Linear Interpolation

Name: "linear"

class time_stream.infill.LinearInterpolation(**kwargs)[source]

Linear spline interpolation (Convenience wrapper around B-spline with order=1). https://docs.scipy.org/doc/scipy-1.16.1/reference/generated/scipy.interpolate.make_interp_spline.html

Initialize linear interpolation.

Quadratic Interpolation

Name: "quadratic"

class time_stream.infill.QuadraticInterpolation(**kwargs)[source]

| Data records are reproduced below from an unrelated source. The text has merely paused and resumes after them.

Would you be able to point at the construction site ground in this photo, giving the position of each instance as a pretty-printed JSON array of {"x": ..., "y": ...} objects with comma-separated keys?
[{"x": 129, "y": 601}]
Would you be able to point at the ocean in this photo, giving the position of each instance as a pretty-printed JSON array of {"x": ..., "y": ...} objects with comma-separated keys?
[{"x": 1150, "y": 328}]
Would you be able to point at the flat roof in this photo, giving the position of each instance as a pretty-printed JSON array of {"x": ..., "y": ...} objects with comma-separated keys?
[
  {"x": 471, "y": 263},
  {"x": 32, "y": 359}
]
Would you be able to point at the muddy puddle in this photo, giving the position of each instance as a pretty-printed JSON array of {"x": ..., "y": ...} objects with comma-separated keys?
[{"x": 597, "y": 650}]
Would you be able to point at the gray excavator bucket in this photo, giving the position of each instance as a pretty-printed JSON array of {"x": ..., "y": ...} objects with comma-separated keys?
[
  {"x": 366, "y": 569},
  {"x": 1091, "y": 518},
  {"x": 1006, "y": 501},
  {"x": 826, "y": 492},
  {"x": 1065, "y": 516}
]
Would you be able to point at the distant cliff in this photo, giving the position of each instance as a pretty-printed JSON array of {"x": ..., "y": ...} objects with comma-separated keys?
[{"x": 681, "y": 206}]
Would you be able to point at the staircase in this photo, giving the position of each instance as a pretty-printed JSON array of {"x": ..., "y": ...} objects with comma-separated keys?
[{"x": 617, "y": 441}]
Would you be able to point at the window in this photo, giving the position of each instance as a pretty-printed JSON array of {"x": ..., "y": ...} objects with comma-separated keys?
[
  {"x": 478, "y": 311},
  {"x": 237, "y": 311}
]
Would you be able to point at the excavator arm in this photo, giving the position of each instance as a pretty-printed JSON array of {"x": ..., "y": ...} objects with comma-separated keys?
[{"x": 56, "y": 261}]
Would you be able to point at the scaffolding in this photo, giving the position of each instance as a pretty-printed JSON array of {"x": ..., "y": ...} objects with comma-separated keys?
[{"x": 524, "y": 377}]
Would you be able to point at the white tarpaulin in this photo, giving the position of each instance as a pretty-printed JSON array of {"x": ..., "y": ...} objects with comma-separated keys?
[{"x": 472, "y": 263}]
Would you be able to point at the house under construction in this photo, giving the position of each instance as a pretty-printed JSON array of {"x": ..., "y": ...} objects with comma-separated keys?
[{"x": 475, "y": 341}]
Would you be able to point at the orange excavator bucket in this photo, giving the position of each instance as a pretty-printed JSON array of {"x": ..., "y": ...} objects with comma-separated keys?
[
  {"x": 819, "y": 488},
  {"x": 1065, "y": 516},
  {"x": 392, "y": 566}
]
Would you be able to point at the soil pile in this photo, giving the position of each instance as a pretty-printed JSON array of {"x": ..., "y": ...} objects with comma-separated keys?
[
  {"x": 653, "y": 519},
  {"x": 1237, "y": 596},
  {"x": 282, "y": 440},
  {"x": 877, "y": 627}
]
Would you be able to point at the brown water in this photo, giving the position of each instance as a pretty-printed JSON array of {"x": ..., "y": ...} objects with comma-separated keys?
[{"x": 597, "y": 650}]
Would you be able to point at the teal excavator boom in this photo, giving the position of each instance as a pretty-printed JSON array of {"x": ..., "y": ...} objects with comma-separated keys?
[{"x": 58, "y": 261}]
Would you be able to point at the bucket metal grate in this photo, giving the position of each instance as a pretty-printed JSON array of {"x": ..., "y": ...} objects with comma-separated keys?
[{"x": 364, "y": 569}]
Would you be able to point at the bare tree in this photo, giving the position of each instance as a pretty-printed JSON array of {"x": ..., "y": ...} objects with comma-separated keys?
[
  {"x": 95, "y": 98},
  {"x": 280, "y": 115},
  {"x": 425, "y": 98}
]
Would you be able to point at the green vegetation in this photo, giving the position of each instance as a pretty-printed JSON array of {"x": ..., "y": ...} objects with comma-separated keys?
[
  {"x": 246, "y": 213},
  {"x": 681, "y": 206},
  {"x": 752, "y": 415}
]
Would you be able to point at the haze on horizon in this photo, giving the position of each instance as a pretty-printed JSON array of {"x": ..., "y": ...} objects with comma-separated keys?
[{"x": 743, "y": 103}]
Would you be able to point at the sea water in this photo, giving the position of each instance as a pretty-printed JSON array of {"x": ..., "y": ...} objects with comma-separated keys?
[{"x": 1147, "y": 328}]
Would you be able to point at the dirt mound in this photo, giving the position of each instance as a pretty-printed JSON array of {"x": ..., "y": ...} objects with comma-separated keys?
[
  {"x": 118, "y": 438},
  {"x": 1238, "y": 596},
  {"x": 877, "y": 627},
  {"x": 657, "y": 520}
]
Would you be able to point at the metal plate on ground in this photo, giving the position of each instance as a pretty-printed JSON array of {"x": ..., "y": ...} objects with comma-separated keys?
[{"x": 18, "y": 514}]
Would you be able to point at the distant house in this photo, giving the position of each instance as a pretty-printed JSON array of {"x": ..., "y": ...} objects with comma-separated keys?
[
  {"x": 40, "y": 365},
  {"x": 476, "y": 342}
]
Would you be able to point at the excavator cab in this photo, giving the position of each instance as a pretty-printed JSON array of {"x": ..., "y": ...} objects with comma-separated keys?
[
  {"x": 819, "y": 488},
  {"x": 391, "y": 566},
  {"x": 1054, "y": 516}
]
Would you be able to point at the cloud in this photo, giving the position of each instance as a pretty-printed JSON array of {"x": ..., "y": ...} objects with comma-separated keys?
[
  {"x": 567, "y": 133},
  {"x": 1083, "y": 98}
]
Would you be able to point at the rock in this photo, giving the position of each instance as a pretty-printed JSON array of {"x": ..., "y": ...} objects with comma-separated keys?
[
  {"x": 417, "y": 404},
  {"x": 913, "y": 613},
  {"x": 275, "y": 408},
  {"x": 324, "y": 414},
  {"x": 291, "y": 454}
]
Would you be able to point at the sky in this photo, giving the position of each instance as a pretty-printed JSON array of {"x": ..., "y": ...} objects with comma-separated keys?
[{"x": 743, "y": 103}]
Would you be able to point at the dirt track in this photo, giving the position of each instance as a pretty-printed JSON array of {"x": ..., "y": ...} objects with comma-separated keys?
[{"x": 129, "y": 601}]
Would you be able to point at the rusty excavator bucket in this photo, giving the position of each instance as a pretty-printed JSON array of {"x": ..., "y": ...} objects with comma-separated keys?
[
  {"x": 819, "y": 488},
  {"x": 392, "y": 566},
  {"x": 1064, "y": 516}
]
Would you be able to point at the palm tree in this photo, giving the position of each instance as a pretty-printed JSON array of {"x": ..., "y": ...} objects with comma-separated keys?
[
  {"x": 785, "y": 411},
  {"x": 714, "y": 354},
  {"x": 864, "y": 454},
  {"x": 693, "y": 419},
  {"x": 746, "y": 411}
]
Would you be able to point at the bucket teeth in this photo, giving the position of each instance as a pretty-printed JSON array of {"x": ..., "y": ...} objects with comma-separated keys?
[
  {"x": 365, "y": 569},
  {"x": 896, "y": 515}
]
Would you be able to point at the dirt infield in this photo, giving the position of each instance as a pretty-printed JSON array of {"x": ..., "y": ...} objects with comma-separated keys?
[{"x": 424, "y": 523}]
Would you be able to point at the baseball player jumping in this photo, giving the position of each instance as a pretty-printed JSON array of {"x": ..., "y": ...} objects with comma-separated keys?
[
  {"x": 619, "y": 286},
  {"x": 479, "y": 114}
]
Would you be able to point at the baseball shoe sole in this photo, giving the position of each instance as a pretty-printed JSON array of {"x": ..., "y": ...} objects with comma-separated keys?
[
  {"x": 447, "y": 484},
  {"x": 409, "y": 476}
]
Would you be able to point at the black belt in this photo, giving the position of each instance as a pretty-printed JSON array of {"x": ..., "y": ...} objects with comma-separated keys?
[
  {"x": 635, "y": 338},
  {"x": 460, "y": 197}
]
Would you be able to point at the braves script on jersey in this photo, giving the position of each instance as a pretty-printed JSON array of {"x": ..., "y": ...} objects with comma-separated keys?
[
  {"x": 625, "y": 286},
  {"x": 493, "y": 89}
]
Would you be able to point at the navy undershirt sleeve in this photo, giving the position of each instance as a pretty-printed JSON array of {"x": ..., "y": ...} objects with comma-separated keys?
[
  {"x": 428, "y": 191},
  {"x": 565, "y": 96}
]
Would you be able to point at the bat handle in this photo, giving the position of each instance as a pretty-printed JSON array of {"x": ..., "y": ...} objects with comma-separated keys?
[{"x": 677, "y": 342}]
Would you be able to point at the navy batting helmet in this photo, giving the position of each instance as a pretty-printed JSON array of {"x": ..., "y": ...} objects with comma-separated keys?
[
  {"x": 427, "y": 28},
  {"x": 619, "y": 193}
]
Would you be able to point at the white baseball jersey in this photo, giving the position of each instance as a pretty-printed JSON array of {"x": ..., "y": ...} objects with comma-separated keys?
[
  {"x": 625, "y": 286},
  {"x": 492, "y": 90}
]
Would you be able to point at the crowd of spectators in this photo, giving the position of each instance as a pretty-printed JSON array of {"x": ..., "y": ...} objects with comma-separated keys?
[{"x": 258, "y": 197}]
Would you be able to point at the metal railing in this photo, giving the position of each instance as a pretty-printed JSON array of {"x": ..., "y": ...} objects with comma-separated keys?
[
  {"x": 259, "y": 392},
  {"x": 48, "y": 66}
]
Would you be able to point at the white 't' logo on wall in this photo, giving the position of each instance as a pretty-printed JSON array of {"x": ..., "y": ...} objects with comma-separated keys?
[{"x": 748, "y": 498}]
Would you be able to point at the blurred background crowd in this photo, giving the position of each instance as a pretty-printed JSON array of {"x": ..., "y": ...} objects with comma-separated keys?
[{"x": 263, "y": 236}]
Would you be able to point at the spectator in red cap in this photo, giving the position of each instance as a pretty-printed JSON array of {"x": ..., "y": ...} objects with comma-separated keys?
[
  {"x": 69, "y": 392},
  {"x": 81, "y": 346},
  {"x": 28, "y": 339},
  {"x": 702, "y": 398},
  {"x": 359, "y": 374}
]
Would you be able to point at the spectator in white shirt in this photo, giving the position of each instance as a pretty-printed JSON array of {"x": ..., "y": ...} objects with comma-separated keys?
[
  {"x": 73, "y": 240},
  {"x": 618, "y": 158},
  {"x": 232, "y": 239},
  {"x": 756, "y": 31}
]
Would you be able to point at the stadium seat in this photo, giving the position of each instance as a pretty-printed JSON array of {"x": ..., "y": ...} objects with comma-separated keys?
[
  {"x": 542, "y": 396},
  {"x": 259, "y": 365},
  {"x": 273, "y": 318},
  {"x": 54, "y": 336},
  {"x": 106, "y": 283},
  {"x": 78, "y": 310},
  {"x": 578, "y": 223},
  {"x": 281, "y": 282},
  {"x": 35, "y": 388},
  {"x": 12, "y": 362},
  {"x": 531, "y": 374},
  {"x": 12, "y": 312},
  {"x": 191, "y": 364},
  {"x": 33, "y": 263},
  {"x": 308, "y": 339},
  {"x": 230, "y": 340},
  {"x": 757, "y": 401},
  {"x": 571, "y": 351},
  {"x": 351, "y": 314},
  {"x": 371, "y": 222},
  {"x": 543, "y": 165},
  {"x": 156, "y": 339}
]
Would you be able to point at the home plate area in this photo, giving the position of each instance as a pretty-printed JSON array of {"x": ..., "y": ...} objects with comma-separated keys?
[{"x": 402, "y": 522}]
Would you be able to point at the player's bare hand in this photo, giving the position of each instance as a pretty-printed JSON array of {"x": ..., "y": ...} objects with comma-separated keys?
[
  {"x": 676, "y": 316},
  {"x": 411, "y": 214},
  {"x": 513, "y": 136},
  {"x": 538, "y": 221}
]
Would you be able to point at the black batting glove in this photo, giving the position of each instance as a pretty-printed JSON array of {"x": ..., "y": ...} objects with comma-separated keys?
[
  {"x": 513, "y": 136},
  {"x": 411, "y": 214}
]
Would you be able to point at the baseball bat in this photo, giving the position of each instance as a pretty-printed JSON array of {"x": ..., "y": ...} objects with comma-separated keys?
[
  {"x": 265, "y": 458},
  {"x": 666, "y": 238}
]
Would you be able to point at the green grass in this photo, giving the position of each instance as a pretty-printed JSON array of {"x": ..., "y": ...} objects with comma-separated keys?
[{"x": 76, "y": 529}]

Quadratic spline interpolation (Convenience wrapper around B-spline with order=2). https://docs.scipy.org/doc/scipy-1.16.1/reference/generated/scipy.interpolate.make_interp_spline.html

Initialize quadratic interpolation.

Quadratic Interpolation

Name: "cubic"

class time_stream.infill.CubicInterpolation(**kwargs)[source]

Cubic spline interpolation (Convenience wrapper around B-spline with order=3). https://docs.scipy.org/doc/scipy-1.16.1/reference/generated/scipy.interpolate.make_interp_spline.html

Initialize cubic interpolation.

Akima Interpolation

Name: "akima"

class time_stream.infill.AkimaInterpolation(**kwargs)[source]

Akima interpolation using scipy (good for avoiding oscillations). https://docs.scipy.org/doc/scipy-1.16.1/reference/generated/scipy.interpolate.Akima1DInterpolator.html

Initialize a scipy interpolation method.

Parameters:

**kwargs – Additional parameters passed to scipy interpolator method.

PCHIP Interpolation

Name: "pchip"

class time_stream.infill.PchipInterpolation(**kwargs)[source]

PCHIP interpolation using scipy (preserves monotonicity). https://docs.scipy.org/doc/scipy-1.16.1/reference/generated/scipy.interpolate.PchipInterpolator.html

Initialize a scipy interpolation method.

Parameters:

**kwargs – Additional parameters passed to scipy interpolator method.